Konkurrenz von der Nichte
Frankreichs Rechte profitieren nicht von der Krise – stattdessen bekriegen sie einander.
PARIS. Nicht jede Krise bringt auch Krisengewinnler hervor – das lässt sich derzeit auf der politischen Bühne in Frankreich beobachten. 62 Prozent der Franzosen geben in Umfragen an, in Bezug auf den Umgang mit der Coronapandemie kein Vertrauen in die Regierung zu haben. Doch fast die Hälfte der Menschen sieht auch keine bessere Alternative am Horizont. Die politische Opposition profitiert kaum von der aktuellen Stimmung.
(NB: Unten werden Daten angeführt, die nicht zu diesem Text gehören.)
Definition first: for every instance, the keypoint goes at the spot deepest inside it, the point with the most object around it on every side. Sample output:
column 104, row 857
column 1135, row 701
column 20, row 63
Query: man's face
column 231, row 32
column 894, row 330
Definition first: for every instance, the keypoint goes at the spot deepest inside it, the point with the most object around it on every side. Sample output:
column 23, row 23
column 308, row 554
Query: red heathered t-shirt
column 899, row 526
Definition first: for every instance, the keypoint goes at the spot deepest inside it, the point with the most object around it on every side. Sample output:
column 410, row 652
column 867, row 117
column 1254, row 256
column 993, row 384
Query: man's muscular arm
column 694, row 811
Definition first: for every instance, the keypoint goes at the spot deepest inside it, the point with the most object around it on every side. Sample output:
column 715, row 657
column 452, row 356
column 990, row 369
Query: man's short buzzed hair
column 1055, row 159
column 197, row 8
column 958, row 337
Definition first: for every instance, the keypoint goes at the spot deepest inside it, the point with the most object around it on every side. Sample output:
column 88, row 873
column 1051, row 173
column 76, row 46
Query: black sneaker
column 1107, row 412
Das gilt auch für die selbst ernannte „Oppositionspartei Nummer eins“, die rechtsnationale Rassemblement National (RN). Die Vorsitzende Marine Le Pen, die die einstige Front National nach dem Scheitern bei der Präsidentschaftswahl 2017 umbenannt hat, trifft zwar einen Nerv der Menschen, wenn sie eine chaotische Kommunikation der Regierung vor allem zu Beginn der Pandemie bemängelt. Doch sie hat selbst die Gefährlichkeit des Virus zunächst heruntergespielt und stets auf konstruktive Vorschläge verzichtet.
Beim Parteitag nach der Sommerpause in der RN-Bastion Fréjus an der Côte d’Azur machte die Tochter des Parteigründers Jean-Marie Le Pen kein Hehl daraus, dass sie sich bereits auf die Präsidentschaftswahl im Mai 2022 vorbereitet. Einen Sieg der Rechtspopulistin hält aber nicht nur eine Mehrheit der Franzosen für unwahrscheinlich oder gar unmöglich – auch Le Pens Kritiker aus den eigenen Reihen zweifeln an der Eignung der Rechtspopulistin.
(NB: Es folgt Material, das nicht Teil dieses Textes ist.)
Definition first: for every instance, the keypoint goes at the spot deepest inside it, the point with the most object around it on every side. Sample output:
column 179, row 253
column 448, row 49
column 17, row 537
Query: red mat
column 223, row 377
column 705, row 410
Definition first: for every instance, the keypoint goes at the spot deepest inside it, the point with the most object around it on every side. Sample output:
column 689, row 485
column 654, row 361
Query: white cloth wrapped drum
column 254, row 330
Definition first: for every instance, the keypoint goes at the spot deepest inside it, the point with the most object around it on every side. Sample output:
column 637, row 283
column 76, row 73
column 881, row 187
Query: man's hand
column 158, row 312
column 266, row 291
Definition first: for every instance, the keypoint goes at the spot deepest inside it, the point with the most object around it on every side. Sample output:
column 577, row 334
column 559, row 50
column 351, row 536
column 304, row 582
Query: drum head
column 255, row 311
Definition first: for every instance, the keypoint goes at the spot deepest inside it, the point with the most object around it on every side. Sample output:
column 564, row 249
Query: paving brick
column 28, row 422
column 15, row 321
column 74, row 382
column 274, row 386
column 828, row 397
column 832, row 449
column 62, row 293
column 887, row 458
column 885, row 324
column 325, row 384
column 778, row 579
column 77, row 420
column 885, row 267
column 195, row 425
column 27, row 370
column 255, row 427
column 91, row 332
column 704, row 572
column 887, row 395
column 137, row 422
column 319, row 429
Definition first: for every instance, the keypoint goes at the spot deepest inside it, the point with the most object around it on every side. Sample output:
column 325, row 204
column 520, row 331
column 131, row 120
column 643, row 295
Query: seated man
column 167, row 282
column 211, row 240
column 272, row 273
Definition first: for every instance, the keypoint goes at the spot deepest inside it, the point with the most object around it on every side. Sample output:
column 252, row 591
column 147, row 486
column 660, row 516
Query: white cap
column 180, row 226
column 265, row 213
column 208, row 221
Immer mehr Stimmen kritisieren ihre politische Linie, sich „weder links noch rechts“zu positionieren, und fordern stattdessen, sich dem rechten Flügel der konservativen Republikaner zu öffnen, um überhaupt Gewinnchancen zu haben.
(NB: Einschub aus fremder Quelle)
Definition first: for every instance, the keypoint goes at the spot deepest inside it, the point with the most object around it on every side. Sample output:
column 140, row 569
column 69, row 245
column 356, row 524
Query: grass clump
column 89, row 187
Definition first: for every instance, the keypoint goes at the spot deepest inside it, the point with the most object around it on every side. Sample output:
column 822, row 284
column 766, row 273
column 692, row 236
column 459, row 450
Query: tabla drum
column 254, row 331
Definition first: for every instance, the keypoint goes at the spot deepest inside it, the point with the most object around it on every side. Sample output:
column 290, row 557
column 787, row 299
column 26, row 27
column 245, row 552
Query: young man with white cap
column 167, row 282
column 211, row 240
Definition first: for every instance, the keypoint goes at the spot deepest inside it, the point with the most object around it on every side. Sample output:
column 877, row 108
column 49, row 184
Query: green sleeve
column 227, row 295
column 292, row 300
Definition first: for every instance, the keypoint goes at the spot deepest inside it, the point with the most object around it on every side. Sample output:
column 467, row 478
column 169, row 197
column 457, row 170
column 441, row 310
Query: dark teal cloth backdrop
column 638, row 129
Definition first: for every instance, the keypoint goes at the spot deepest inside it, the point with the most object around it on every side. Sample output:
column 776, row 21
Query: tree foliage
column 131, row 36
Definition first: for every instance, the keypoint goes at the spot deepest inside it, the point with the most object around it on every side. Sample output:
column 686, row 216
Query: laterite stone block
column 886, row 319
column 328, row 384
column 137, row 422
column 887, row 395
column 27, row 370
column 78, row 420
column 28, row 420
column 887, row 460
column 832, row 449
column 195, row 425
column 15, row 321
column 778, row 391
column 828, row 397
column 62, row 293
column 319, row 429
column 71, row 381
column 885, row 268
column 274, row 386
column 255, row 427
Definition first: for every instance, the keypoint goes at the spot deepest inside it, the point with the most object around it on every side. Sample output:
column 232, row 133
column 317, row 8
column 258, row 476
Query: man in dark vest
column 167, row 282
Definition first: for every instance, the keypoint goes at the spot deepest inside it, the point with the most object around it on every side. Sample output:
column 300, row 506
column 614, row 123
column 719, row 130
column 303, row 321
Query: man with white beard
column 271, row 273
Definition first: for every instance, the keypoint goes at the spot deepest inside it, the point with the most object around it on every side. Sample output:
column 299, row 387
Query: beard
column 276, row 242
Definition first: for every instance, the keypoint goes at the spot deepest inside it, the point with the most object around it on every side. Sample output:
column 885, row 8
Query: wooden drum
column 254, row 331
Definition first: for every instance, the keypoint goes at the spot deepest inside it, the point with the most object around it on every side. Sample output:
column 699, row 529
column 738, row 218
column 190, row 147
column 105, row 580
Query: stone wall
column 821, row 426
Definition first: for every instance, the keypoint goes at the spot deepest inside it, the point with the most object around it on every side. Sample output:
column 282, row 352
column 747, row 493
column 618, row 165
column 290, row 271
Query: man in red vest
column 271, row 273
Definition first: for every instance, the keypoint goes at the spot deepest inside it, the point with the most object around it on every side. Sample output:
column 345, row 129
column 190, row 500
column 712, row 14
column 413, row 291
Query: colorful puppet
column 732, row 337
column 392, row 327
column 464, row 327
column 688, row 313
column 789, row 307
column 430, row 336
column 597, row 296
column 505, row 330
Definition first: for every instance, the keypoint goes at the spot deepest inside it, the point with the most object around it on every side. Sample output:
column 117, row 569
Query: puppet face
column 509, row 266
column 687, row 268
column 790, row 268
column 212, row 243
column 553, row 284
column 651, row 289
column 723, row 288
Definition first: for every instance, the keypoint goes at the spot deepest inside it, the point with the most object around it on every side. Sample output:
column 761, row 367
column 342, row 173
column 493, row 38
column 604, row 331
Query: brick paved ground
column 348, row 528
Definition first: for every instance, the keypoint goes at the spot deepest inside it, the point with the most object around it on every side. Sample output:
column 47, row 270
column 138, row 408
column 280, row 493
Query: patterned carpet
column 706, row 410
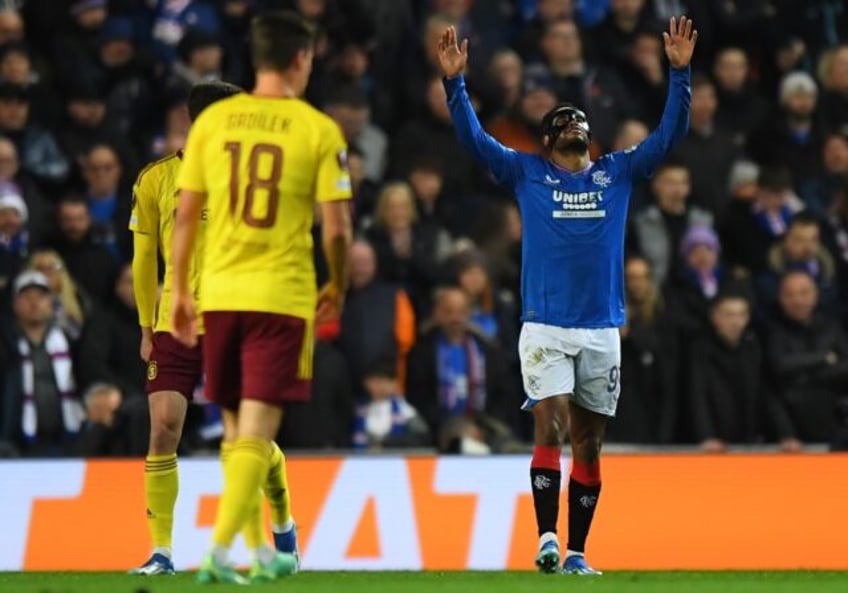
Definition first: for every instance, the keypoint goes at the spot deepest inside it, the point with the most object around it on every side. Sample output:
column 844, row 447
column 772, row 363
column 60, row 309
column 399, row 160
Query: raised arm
column 500, row 160
column 679, row 45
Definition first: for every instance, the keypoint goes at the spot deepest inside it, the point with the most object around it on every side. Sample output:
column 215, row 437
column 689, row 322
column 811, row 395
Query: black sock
column 545, row 484
column 582, row 500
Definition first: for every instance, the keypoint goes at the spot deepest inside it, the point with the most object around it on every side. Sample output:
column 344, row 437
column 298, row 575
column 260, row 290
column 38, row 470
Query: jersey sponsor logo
column 584, row 204
column 601, row 179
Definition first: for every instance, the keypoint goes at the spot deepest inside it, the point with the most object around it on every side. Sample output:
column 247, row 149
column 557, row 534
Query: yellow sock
column 253, row 531
column 277, row 489
column 161, row 484
column 244, row 471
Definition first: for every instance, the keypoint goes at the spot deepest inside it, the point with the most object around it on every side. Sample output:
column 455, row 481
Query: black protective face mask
column 557, row 120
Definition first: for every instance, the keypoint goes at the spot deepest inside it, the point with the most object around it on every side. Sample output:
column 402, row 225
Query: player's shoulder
column 613, row 162
column 156, row 170
column 315, row 117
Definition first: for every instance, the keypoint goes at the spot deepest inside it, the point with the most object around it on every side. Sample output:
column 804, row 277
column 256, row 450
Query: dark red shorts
column 174, row 367
column 259, row 356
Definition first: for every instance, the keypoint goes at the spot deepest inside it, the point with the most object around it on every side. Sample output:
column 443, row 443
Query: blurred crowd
column 737, row 249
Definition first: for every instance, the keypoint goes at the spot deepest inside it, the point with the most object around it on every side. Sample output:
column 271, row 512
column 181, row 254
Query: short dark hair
column 729, row 294
column 804, row 218
column 276, row 37
column 774, row 178
column 204, row 94
column 74, row 198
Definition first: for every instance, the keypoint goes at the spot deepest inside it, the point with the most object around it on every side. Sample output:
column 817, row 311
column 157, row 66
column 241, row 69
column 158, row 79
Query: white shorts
column 584, row 364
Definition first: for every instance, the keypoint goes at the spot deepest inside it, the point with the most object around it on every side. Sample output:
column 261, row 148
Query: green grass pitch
column 443, row 582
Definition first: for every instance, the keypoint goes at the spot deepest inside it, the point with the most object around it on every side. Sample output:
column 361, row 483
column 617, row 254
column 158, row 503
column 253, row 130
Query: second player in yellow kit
column 174, row 370
column 260, row 163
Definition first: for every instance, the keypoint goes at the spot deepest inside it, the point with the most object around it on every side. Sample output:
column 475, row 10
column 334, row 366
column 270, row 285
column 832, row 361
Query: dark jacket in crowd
column 647, row 408
column 728, row 398
column 809, row 367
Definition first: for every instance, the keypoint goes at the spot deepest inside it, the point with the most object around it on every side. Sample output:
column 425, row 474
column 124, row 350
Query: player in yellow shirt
column 174, row 370
column 259, row 163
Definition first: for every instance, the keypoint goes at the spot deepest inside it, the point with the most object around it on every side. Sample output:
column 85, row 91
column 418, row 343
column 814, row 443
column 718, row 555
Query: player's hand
column 330, row 303
column 146, row 343
column 713, row 446
column 452, row 57
column 680, row 42
column 791, row 445
column 184, row 320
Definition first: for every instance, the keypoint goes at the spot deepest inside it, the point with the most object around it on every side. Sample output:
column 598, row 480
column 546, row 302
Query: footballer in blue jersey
column 573, row 213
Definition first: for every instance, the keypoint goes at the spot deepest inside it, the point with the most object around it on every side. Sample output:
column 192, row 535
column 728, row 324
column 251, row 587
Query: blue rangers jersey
column 573, row 241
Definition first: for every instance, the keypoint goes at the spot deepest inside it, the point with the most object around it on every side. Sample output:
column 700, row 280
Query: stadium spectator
column 434, row 207
column 629, row 133
column 173, row 20
column 408, row 253
column 792, row 135
column 87, row 124
column 386, row 419
column 659, row 229
column 127, row 76
column 820, row 193
column 833, row 75
column 835, row 232
column 75, row 49
column 492, row 309
column 547, row 11
column 506, row 72
column 697, row 280
column 432, row 136
column 108, row 201
column 348, row 106
column 88, row 262
column 14, row 238
column 613, row 38
column 40, row 154
column 71, row 305
column 41, row 414
column 40, row 221
column 729, row 402
column 458, row 381
column 644, row 74
column 808, row 360
column 108, row 348
column 648, row 408
column 114, row 426
column 518, row 128
column 16, row 67
column 749, row 227
column 800, row 249
column 199, row 59
column 378, row 321
column 595, row 89
column 708, row 150
column 741, row 108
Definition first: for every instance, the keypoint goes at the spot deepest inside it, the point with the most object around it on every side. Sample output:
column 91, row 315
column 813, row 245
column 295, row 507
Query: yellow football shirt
column 263, row 163
column 154, row 212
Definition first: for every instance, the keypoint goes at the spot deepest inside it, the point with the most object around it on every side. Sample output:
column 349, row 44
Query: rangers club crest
column 601, row 179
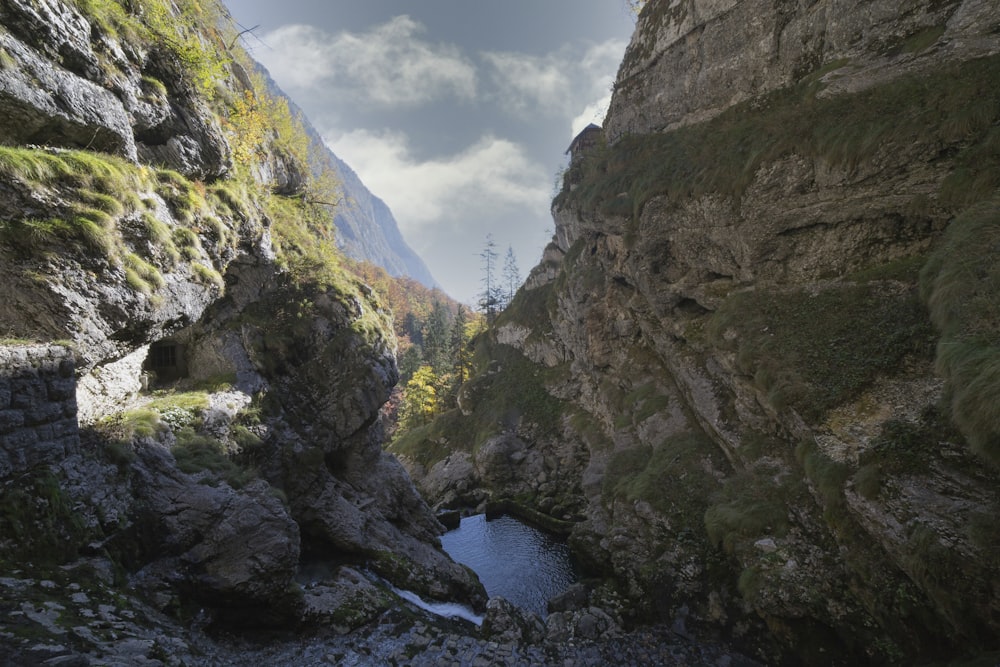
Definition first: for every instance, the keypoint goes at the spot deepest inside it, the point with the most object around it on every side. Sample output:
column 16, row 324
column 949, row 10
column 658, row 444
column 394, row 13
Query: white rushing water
column 444, row 609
Die bekannteste dieser Stimmen gehört Marine Le Pens Nichte Marion Maréchal, die ihren früheren Namenszusatz Le Pen abgelegt hat. „Ich werde nicht so tun, als sähe ich nicht, was jeder sieht“, sagte Maréchal nun in einem TV-Interview. Es sei offensichtlich, dass die Rechtspopulisten ohne eine Koalition mit einem Partner nicht gewinnen könnten. Sie selbst, so die 30Jährige, werde 2022 weder kandidieren noch sich in den Dienst eines Kandidaten stellen – auch nicht ihrer Tante. Es war eine Kampfansage.
Wirtschaftspolitisch ist Maréchal liberaler als Marine Le Pen, die die Rückkehr zur Pension mit 60 und eine massive Anhebung des Mindestlohns verspricht. Gesellschaftspolitisch gilt Maréchal, die sich lautstark gegen die Ehe für alle einsetzte, als erzkonservativ.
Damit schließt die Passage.